(Groningen 1633 - Groningen 1719)
Studeerde filosofie in Groningen (1650), vervolgens theologie (tot 1655). Van 1655 tot 1657 maakte hij een buitenlandse studiereis. Daarna gereformeerd predikant in Haren (1657) en Groningen (1671-1719). Met zijn schoonvader Johannes Martinus en na diens dood alleen, werkte Trommius vanaf 1662 aan de beroemde concordantie op de Statenvertaling van de bijbel. In 1672 verscheen de concordantie op het Nieuwe Testament, in 1685 en 1691 verschenen de twee delen van de concordantie op het Oude Testament. Daarenboven schreef hij een verbeterde versie van de psalmberijming van Datheen (1695) en een strikt wetenschappelijke concordantie op de Septuaginta van het Grieks op het Hebreeuws (1718) en een historisch werk over de reductie van de stad Groningen (1694); in hetzelfde jaar hield hij in de Martinikerk ook de Jubeljaarspredikatie. Na zijn dood verscheen een door hemzelf geschreven levensbericht, Bevindingen van hem selven geduirende syn Levens-loop (1720).

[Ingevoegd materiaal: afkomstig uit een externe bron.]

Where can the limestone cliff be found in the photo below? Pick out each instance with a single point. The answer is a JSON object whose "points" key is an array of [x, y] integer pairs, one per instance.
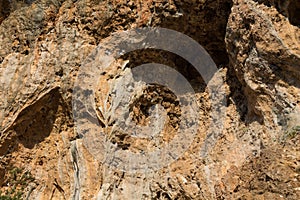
{"points": [[255, 45]]}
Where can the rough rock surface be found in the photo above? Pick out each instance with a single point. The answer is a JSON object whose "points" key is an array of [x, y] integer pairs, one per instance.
{"points": [[256, 46]]}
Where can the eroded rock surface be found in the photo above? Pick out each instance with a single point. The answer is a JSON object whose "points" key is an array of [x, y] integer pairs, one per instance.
{"points": [[256, 47]]}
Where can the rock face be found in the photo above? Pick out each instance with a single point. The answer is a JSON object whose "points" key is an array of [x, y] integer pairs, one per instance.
{"points": [[256, 47]]}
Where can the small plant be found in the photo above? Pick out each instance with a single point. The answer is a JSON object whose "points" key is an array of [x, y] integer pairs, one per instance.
{"points": [[17, 180]]}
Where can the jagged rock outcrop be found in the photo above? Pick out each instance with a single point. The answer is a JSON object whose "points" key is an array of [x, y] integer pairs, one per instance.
{"points": [[256, 47]]}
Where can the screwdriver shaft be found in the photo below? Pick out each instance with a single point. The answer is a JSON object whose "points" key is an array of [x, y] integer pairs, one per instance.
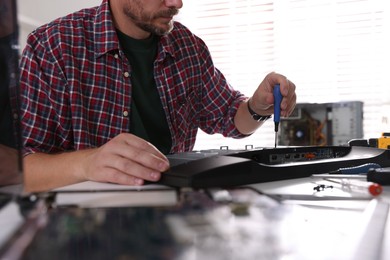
{"points": [[277, 101]]}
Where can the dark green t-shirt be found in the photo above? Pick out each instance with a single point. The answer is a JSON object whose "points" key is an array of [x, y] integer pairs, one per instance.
{"points": [[147, 119]]}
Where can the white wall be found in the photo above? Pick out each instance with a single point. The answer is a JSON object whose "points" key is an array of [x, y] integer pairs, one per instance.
{"points": [[33, 13]]}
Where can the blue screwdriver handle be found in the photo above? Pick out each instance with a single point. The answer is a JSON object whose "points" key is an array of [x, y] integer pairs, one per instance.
{"points": [[277, 101]]}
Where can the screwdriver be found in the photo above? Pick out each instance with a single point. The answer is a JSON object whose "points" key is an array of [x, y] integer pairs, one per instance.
{"points": [[277, 101]]}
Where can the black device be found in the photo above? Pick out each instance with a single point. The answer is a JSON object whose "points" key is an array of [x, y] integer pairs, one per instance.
{"points": [[226, 168]]}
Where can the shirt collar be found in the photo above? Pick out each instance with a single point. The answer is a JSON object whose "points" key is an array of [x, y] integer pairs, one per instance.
{"points": [[106, 39]]}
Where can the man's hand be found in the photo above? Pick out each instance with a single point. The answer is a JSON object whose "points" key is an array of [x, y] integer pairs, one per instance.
{"points": [[126, 159], [262, 102], [263, 98]]}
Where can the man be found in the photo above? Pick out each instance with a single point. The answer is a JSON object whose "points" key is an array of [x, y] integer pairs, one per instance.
{"points": [[108, 90], [9, 173]]}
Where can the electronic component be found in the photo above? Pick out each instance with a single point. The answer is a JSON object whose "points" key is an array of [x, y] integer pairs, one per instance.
{"points": [[322, 124]]}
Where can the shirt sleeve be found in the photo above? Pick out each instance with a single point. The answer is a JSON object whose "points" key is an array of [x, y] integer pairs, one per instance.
{"points": [[43, 99], [220, 100]]}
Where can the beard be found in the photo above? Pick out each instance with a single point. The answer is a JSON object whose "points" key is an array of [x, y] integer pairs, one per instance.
{"points": [[145, 21]]}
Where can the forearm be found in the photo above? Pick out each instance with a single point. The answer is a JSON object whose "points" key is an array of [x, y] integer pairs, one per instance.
{"points": [[47, 171]]}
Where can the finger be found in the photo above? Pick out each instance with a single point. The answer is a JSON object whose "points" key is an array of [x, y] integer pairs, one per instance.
{"points": [[136, 170], [141, 144], [113, 175]]}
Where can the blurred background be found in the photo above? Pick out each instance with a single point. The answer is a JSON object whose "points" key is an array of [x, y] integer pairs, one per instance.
{"points": [[335, 51]]}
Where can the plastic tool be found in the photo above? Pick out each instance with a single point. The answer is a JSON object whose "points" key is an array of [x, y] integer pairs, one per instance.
{"points": [[277, 101]]}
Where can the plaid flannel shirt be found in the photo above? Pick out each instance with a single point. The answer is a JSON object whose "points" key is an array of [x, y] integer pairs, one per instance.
{"points": [[76, 86]]}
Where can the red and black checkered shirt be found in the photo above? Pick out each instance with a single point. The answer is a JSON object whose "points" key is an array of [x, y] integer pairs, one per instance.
{"points": [[76, 86]]}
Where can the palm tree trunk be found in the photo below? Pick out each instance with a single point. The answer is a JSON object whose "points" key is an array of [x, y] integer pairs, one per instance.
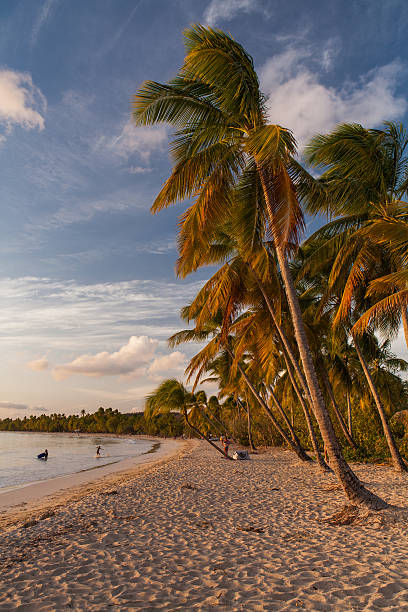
{"points": [[298, 449], [281, 411], [352, 486], [282, 335], [250, 441], [202, 436], [220, 423], [336, 408], [397, 460], [349, 417], [404, 316], [319, 458]]}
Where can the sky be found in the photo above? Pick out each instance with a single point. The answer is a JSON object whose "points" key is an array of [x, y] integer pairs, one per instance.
{"points": [[88, 293]]}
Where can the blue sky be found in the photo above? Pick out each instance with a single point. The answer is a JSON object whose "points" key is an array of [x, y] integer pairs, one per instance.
{"points": [[88, 292]]}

Trommius werd door velen geëerd om zijn grote geleerdheid en werklust. Op 1 december 1717 ontving hij het eerste eredoctoraat van de Groninger universiteit.
Lit.: Biografisch Lexicon Geschiedenis Nederlands Protestantisme I, 381-382; S.D. van der Veen, ‘Abraham Trommius’, GVA 1905,1-37.